EAA Research Consultant
Join Date: Dec 2004
Location: Route 66
Thank you so much for those great illustrations Stuart. Again,these are deliberate and seem strategically placed at key locations on the blades, some as if to associate with makers marks seen on both European and native blades. In some cases of course, the markings duplicated might be arsenal marks but that seems to a more limited instance.
On the 6th illustration, the ovoid , but broken, mark on the blade of the dha reminds me again of a discussion investigating such marks on the blade of a Laotian 'kamoong'. It was relayed to me that a tribal elder of the Hmong had looked at photos of the markings and suggested that this open oval meant something to the effect, 'the sword will return to its owner'. Naturally, this third hand 'evidence' must be regarded with caution, but I thought it worthy of note.
In China, there were often characters on the blades that carried mottos or action names for the weapon itself.
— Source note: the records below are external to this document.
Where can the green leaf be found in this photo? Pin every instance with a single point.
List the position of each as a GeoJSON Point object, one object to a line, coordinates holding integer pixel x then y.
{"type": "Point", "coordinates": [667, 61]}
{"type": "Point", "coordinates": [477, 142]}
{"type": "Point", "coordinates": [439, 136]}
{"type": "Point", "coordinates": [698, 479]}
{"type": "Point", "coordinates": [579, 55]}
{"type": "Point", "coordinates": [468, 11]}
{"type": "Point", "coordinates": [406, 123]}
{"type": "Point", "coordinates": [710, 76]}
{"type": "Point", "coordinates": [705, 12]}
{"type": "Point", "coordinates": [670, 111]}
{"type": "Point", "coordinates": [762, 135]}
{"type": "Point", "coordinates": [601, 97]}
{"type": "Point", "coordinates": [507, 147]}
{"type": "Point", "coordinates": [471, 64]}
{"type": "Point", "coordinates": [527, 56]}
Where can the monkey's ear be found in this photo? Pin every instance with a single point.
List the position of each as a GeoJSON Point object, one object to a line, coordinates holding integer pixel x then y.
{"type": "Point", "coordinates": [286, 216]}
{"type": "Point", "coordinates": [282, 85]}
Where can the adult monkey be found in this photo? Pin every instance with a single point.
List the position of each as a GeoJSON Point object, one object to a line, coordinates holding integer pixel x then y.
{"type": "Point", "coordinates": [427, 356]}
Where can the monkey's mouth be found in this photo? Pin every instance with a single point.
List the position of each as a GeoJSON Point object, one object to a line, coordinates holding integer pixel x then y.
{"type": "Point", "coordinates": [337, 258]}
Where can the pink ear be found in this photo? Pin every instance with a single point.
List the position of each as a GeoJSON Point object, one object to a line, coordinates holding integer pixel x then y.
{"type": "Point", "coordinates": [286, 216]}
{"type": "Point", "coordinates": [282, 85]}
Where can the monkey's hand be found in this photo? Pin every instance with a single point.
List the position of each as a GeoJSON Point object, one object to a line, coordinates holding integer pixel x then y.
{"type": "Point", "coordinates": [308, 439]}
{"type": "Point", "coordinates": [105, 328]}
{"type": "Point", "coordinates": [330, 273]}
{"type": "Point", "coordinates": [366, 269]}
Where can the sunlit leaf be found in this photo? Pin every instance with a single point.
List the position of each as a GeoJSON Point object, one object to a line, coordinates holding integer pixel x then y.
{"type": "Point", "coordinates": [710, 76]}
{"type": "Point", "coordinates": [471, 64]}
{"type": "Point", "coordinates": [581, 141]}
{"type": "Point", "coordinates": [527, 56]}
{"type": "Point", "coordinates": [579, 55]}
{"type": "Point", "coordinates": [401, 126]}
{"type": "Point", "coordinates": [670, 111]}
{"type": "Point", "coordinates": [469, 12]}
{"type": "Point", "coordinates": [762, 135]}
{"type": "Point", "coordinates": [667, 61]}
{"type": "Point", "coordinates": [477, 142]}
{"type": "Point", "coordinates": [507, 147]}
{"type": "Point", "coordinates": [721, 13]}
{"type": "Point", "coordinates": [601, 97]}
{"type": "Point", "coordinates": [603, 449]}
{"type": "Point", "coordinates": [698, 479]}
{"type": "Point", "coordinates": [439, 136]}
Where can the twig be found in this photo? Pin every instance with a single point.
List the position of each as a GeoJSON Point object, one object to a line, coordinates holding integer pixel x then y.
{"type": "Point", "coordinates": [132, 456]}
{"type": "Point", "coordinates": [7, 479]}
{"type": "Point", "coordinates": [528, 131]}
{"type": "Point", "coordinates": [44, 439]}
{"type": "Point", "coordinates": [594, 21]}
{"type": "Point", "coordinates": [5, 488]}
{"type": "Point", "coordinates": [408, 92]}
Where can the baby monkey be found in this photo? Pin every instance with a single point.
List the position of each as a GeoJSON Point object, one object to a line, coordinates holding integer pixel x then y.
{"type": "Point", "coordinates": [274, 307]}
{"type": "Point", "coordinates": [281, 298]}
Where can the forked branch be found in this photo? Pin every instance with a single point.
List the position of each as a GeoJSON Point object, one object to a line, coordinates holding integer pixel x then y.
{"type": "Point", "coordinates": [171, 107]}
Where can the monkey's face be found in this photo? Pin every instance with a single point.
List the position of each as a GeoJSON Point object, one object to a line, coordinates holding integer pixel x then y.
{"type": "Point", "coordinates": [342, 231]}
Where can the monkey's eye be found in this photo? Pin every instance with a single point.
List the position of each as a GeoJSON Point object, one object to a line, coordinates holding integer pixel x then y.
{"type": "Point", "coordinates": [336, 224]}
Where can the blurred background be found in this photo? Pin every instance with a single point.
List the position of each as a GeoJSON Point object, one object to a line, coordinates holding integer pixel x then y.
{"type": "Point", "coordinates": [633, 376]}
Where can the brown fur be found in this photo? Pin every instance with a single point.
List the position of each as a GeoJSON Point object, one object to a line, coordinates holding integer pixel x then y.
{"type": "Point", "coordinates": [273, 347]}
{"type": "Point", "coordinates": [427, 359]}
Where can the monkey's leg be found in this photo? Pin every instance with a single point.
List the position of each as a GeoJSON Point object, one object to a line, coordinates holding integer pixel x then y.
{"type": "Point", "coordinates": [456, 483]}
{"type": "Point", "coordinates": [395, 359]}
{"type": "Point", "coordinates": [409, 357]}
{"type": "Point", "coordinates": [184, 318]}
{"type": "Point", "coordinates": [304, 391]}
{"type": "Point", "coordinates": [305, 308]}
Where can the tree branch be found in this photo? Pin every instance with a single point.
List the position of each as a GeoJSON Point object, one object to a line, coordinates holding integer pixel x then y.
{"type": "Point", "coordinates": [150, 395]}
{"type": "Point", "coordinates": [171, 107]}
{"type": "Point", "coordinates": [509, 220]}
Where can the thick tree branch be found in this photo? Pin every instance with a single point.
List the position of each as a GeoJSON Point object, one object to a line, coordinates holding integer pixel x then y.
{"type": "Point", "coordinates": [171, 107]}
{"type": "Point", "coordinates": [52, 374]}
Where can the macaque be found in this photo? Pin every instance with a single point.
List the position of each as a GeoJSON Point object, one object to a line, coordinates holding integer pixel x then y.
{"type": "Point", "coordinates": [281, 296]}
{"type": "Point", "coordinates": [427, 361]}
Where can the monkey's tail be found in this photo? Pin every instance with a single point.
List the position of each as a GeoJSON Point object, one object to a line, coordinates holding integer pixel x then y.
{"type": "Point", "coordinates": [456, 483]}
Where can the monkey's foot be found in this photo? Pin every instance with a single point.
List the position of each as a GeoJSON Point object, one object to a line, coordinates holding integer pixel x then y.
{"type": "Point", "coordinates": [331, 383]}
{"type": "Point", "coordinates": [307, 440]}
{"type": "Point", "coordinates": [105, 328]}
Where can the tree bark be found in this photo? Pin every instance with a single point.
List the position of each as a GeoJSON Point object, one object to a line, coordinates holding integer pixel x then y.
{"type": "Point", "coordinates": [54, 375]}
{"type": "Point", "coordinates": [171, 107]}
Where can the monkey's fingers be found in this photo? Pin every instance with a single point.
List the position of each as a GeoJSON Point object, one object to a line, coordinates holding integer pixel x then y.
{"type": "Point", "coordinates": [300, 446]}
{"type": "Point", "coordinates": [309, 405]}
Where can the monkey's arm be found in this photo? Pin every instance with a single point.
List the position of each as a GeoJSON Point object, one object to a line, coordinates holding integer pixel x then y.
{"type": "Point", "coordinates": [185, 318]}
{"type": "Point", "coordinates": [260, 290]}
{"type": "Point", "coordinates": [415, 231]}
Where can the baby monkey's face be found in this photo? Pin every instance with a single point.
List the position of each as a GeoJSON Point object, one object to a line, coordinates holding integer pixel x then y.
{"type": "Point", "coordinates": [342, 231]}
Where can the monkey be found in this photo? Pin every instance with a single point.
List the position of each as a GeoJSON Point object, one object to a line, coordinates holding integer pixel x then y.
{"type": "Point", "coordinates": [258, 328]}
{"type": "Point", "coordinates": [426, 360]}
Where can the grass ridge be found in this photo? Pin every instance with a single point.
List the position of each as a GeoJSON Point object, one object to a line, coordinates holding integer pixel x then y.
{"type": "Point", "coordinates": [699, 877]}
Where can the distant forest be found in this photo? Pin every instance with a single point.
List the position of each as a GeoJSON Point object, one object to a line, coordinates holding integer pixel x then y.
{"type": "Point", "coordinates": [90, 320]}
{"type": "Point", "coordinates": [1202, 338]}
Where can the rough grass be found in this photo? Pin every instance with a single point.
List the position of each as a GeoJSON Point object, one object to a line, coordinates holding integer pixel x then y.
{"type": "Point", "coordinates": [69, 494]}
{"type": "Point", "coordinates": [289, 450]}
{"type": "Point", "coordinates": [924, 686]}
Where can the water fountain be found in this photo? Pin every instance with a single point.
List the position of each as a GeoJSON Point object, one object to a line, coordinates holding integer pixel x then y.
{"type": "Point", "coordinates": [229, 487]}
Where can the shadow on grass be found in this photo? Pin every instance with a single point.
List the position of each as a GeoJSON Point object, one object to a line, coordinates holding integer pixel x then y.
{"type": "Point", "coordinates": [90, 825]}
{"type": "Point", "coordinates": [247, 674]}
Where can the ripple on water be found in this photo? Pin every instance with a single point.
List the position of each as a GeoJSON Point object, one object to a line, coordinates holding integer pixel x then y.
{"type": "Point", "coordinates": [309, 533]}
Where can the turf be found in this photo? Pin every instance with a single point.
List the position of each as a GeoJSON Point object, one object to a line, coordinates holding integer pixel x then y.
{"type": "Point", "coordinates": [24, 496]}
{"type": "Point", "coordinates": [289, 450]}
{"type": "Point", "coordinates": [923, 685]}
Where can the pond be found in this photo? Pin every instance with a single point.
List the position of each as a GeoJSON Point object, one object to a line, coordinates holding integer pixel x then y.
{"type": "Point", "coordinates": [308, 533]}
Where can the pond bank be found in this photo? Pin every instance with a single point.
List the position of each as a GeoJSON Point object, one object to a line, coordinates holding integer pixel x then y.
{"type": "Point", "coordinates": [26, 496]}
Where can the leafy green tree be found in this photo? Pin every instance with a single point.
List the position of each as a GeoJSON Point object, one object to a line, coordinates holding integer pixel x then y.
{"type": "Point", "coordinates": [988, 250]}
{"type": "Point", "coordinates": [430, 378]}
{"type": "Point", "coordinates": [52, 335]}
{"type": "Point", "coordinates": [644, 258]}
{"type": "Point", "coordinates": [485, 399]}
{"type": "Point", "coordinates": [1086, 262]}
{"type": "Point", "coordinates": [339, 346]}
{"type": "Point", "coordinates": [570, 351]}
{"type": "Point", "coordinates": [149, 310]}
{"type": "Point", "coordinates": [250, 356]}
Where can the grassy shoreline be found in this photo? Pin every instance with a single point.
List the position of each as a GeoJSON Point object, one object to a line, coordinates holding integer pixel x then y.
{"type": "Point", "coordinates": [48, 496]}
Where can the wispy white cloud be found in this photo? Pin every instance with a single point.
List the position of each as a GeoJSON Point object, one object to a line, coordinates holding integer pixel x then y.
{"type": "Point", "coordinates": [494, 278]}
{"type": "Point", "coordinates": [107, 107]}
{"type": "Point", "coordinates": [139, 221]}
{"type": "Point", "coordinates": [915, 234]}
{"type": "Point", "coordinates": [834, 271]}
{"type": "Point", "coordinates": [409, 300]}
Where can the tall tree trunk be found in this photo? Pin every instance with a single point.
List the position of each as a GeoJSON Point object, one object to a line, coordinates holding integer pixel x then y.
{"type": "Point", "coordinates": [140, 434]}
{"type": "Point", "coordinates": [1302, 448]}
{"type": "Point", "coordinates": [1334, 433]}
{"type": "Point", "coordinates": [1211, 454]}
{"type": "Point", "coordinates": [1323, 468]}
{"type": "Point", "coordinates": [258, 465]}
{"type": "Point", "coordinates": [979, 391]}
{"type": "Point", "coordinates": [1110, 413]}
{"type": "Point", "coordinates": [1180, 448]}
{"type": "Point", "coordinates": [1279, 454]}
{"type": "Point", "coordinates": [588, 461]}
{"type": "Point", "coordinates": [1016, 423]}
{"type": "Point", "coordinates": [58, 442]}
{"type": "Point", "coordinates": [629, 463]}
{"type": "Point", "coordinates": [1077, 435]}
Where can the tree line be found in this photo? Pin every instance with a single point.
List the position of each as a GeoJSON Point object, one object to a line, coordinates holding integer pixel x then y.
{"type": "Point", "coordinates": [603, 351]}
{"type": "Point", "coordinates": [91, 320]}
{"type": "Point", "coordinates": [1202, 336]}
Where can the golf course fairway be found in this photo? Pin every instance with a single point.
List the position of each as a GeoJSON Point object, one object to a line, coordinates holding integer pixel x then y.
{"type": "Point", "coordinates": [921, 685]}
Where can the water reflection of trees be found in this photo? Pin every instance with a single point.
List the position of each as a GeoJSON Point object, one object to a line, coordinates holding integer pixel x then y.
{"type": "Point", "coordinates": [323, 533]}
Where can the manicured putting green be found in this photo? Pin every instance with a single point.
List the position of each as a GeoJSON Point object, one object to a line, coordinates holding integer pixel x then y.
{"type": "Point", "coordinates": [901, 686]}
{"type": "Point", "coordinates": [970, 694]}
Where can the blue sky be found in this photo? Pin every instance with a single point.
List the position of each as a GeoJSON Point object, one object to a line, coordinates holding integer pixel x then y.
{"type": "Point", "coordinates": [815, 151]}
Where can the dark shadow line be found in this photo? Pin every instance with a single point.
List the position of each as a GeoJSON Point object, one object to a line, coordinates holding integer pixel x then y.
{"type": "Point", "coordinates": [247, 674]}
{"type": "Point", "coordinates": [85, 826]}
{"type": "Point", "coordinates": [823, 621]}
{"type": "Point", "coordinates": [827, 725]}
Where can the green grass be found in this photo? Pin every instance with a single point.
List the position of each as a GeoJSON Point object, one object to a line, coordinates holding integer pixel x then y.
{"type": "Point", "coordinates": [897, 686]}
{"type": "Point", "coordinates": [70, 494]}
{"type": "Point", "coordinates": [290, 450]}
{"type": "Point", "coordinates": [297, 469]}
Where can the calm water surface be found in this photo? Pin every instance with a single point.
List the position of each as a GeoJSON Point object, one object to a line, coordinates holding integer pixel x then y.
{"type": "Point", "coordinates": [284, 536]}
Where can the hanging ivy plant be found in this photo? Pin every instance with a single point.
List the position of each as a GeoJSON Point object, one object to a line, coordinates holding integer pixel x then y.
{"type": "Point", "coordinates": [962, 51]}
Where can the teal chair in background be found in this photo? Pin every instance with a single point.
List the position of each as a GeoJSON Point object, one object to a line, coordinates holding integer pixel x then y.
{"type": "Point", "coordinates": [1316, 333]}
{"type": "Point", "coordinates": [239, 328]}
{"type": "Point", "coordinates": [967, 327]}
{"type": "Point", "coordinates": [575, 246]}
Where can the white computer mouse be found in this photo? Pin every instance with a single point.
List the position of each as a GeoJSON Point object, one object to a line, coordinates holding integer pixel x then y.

One early ring pommeled dadao that I researched had such characters that said 'kill demons'. The sword also carried the ba gwa or 'eight trigrams' (if memory serves) which suggested the swords association to the Eight Trigram Rebellion c.1815 in China.
The squiggle marks seem quite elusive, and they do appear often in groupings in linear pattern and motif on SE Asian blades. I have not heard any constructive observations on these, and hope to hear anything more on them.